Understanding Winter Storms : Be Winter Storm Ready

It is hard to know when winter storms will hit year-to-year.  But this year, make sure you are prepared for any that come our way.  Winter storms are seen when the temperatures drop and there may be ice, sleet, snow or freezing rain.

There are many different types of winter storms.  Sometimes, there is only a day or two of snowy powder and sometimes there is an icy mess.  During these times, it is important to listen to the radio or TV and have an idea of what to expect.  These are some of the phrases you may hear:

  • Winter Storm Outlook – This means that there is a winter storm that is expected within the next 2 to 5 days.  If you hear this, it may be a good time to make sure that you have everything you need in case the storm actually hits.
  • Winter Weather Advisory – This means that winter weather conditions are expected and may cause problems.  If there is a winter weather advisory, caution should be used and it may be unsafe to travel.
  • Winter Storm Watch – This means that winter storms are possible within the next 36 to 48 hours.  If a winter storm watch is given in your area, you should make sure that you stay up-to-date on the weather conditions.
  • Winter Storm Warning – This means that winter storms either have begun or will begin within the next 24 hours.   Make sure that you and your family take precautions.

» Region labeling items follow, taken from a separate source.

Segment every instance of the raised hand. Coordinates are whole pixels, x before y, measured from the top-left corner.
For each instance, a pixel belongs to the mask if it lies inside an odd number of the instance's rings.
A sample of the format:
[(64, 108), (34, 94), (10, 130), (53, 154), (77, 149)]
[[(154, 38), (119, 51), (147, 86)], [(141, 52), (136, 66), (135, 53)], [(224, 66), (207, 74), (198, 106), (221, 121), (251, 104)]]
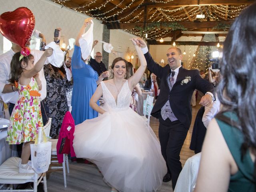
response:
[(141, 48), (145, 48), (147, 46), (147, 44), (146, 42), (141, 38), (137, 38), (136, 40), (137, 45), (139, 47)]
[(39, 74), (38, 73), (34, 76), (34, 78), (38, 78), (39, 76)]
[(108, 71), (106, 71), (103, 72), (102, 74), (102, 77), (104, 78), (106, 78), (106, 77), (109, 77), (109, 72)]
[(98, 43), (99, 42), (99, 41), (98, 41), (98, 40), (94, 40), (94, 41), (93, 41), (93, 43), (92, 44), (92, 46), (96, 46), (97, 44), (98, 44)]

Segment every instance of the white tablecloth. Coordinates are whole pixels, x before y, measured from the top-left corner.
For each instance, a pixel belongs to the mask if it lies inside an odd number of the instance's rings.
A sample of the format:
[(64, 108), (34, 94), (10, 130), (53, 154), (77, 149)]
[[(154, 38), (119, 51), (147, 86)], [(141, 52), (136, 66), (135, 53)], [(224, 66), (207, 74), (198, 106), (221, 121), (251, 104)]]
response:
[[(1, 118), (1, 122), (8, 120)], [(11, 157), (17, 157), (18, 152), (16, 145), (9, 145), (6, 141), (7, 137), (7, 130), (6, 129), (0, 129), (0, 164)]]

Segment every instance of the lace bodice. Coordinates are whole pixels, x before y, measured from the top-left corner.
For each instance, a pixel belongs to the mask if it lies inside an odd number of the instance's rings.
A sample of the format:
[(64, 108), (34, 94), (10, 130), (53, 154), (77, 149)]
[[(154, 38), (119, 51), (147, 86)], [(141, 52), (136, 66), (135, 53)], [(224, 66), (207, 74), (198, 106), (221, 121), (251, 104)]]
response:
[(117, 96), (116, 103), (111, 93), (104, 83), (104, 82), (101, 82), (100, 84), (102, 88), (104, 107), (106, 107), (105, 105), (107, 105), (108, 107), (114, 110), (126, 109), (129, 108), (132, 92), (129, 88), (128, 81), (126, 80), (124, 84)]

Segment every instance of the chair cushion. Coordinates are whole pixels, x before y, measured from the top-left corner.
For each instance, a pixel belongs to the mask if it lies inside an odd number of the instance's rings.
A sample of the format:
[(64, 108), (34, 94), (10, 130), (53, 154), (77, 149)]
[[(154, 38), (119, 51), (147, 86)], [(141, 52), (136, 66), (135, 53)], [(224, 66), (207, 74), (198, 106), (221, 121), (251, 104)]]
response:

To make sure that you are prepared for a winter storm, it is recommended that you have rock salt or a similar product ready.  This will help melt ice on driveways, sidewalks and areas around the house such as steps.  It is also recommended that you keep the gas tank closer to full.  Having a fuller tank will actually keep the gas lines from freezing in your car.

Make sure to stay safe this winter and watch out for these warnings and watches.